Klintopia logo. /Courtesy of Klintopia

This article appeared on the ChosunBiz MoneyMove (MM) site at 5:45 p.m. Oct. 15, 2025.

Domestic private equity firm JKL Partners is conducting the sale of laundry specialist Cleantopia, and analysts say the secret to its sales growth is a change in its settlement structure. Based on improved results, Cleantopia's valuation has risen to 600 billion won.

According to the investment banking industry, PEF firm STIC Investments is conducting due diligence as the preferred bidder to acquire 100% equity in Cleantopia. JKL acquired 100% of Cleantopia's equity from former Cleantopia chairman Lee Beom-taek in 2021 for about 190 billion won.

Cleantopia's performance grew rapidly starting last year.

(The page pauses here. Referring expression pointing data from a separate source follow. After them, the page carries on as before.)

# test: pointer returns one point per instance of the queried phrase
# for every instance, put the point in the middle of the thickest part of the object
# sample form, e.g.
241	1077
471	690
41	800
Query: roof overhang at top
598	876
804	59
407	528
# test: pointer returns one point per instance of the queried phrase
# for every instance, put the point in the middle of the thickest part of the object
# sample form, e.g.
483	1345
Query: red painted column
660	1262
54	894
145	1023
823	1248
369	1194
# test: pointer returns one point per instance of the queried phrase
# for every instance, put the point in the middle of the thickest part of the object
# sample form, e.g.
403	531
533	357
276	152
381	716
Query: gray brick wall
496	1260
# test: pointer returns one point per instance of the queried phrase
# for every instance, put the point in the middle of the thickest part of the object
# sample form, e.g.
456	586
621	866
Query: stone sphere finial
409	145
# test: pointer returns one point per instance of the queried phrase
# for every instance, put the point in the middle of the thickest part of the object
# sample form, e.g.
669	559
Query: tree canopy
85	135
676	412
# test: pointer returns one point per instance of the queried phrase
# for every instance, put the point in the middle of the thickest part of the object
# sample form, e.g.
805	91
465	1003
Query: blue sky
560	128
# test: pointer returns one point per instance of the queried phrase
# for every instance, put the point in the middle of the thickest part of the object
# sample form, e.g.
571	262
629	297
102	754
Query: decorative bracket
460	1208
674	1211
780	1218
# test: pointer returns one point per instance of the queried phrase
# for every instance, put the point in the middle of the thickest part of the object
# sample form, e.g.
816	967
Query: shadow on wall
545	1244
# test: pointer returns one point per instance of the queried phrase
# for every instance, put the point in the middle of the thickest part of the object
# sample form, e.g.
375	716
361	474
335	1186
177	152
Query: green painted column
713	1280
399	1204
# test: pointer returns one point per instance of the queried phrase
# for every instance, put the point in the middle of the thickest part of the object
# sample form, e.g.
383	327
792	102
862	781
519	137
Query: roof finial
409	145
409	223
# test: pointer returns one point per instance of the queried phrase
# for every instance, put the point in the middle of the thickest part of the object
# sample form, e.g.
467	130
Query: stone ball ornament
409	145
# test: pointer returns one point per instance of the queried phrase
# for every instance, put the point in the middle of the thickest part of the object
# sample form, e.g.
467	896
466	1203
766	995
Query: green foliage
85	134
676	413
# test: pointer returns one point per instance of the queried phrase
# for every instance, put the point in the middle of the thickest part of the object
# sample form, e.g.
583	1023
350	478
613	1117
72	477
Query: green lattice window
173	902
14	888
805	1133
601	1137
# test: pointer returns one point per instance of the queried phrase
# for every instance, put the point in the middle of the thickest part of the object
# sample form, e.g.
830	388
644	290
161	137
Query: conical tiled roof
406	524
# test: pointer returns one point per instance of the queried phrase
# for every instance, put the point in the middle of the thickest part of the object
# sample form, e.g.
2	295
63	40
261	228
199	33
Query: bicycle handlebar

Revenue, which was 79.5 billion won in 2021, rose to 85.2 billion won in 2022 and 96.5 billion won in 2023, then jumped to 279.6 billion won last year. Operating profit also recorded 4.1 billion won, 11.3 billion won and 11.9 billion won in the same periods, then surged to 31 billion won last year.

In last year's audit report, Cleantopia wrote that it "changed contract terms related to franchisees so that the party with rights and obligations related to laundry sales was shifted from the previous care centers (laundry branches) to Cleantopia headquarters. As a result, our revenue recognition criteria changed from 2024."

Before the change, care centers (laundry branches) managed each franchise, and the headquarters received a portion of consumer sales through the branches. Since last year, the structure changed so that the headquarters directly manages each franchise. The headquarters received royalties and laundry fees corresponding to sales from franchisees as payment.

Because the headquarters now first settles the amount excluding franchisee revenue and recognizes it as total revenue, then pays laundry costs to branches as outsourced service fees, total revenue inevitably increases. The flow of consumer payments changed from "franchisee → branch → headquarters" to "franchisee → headquarters."

However, because operating profit also increased, it is clear that Cleantopia's performance has improved.

Graphic = Jung Seo-hee

Experts say the small and medium-sized enterprise suitability issue may be more important than performance. A source in the IB industry said, "Buyers will inevitably recognize the change in revenue recognition during due diligence," and noted, "From the buyer's perspective, the designation as a small and medium-sized enterprise suitable industry would be a bigger burden."

In June, the Korea Commission for Corporate Partnership recommended industrial laundry as a sector suitable for small and medium-sized enterprises. If Cleantopia's new growth area, laundry services for hospitals and nursing facilities, falls into that category, potential acquirers of Cleantopia could be limited. Large corporations are unlikely to pursue acquisitions given policy and public opinion risks. If acquired for 600 billion won and later resold, a sale price close to 1 trillion won would be expected, so the withdrawal of strategic investors could be painful.

A high price tag is also a burden. When Cleantopia was sold to JKL, it was valued at a multiple of 11.8 based on an EBITDA of 15.2 billion won. Based on last year's EBITDA of 36.5 billion won, the multiple rose to 16.4. Considering that multiples for the personal services sector typically range from 8 to 11, this is somewhat high.

However, because the buyer STIC Investments appears strongly committed to the acquisition, some expect the transaction to be completed smoothly. Another IB industry source said, "Skipping the main bid and STIC Investments securing the preferred bidder spot suggests it likely offered favorable terms."

Founded in 1992, Cleantopia is the No. 1 laundry franchise by number of franchises. It has more than 3,200 franchise locations nationwide. In addition to household laundry, it has expanded its business into specialized laundry markets such as medical, uniform and hotel linen.